Optimizing Knowledge Transfer Graph for Deep Collaborative Learning
- Author
- Soma Minami, Naoki Okamoto, Tsubasa Hirakawa, Takayoshi Yamashita, Hironobu Fujiyoshi
- Publication
- IEEE Access, 2025
Download: PDF (English)
Knowledge transfer among multiple networks, using predicted probabilities or intermediate-layer activations, has evolved significantly through extensive manual design, ranging from simple teacher—student approaches (for example, knowledge distillation) to bidirectional cohort methods (for example, deep mutual learning). However, key factors such as network size, the number of networks, transfer direction, and loss function design interact in complex ways and limit conventional methods to exploring only a narrow range of possible combinations. This study proposes a novel training method that enables more flexible and diverse combinations of knowledge transfer strategies. Specifically, a graph-based representation called the knowledge transfer graph is introduced, providing a unified framework for representing a wide variety of knowledge transfer strategies.

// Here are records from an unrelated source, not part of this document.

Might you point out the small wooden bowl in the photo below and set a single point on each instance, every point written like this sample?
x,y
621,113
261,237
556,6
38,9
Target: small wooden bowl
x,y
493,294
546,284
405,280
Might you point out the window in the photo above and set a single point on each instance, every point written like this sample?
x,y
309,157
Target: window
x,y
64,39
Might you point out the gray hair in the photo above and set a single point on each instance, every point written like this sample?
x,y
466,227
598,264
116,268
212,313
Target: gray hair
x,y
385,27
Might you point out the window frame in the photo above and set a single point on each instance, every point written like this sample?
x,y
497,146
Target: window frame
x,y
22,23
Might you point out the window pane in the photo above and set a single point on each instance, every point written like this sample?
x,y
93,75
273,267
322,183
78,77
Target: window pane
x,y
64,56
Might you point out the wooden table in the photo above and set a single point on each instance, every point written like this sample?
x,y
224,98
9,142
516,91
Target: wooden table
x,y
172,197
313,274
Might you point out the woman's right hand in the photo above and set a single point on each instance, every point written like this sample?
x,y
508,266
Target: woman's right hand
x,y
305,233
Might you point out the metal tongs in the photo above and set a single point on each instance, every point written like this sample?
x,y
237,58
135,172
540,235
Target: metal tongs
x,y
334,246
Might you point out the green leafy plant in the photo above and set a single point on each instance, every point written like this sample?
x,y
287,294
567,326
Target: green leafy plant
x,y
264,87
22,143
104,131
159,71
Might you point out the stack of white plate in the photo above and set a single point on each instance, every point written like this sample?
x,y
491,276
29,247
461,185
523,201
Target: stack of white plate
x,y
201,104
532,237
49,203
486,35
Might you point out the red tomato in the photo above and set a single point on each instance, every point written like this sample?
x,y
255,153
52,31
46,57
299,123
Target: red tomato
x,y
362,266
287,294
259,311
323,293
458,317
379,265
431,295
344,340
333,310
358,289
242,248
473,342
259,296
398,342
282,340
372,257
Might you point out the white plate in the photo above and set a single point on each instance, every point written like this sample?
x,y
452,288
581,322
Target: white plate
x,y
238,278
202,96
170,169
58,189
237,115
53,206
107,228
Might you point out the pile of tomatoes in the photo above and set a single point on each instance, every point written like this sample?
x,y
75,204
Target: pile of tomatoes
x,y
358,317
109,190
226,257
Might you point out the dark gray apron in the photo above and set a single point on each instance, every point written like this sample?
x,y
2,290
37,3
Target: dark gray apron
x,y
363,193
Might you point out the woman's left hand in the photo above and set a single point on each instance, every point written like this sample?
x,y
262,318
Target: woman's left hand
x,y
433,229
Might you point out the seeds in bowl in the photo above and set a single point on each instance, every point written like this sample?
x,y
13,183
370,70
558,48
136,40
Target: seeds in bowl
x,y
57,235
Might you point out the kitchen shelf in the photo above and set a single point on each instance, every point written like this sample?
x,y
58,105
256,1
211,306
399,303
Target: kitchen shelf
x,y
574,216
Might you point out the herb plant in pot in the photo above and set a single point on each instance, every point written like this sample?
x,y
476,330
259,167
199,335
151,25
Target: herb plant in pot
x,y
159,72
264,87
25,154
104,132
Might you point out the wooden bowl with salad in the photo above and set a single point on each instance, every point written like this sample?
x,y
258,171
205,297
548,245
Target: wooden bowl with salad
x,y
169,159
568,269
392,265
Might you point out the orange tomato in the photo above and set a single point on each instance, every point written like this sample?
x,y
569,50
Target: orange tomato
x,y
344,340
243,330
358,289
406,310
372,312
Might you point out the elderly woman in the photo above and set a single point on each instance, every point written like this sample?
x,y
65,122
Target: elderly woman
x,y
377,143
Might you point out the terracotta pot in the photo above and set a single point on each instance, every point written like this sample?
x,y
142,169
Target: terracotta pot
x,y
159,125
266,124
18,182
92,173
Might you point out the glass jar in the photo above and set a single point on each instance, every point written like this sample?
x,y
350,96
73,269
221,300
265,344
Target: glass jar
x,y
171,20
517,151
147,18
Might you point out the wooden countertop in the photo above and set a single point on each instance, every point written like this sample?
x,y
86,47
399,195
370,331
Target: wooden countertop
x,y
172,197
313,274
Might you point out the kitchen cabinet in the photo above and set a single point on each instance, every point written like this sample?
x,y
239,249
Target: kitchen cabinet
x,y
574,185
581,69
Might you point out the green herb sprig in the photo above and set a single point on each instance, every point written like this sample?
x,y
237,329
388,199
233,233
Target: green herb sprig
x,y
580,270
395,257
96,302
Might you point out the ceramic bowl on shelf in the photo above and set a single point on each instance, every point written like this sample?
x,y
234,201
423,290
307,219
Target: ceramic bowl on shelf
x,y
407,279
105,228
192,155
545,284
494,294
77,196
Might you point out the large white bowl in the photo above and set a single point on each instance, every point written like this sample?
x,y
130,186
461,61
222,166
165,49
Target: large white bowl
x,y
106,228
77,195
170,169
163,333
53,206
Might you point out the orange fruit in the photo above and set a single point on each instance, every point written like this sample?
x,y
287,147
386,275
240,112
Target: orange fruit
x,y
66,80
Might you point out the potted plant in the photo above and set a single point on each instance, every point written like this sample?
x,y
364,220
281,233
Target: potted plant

Furthermore, specialized loss functions are proposed that incorporate five distinct gate functions to dynamically control gradient propagation and thereby enable a richer set of knowledge transfer strategies. By systematically searching the structure of the knowledge transfer graph, the proposed method automatically discovers more effective knowledge transfer strategies than those designed manually. Experimental results on eleven datasets demonstrate that the proposed approach consistently yields significant performance improvements over conventional methods employing basic combinations of the key factors and reliably identifies effective graph structures.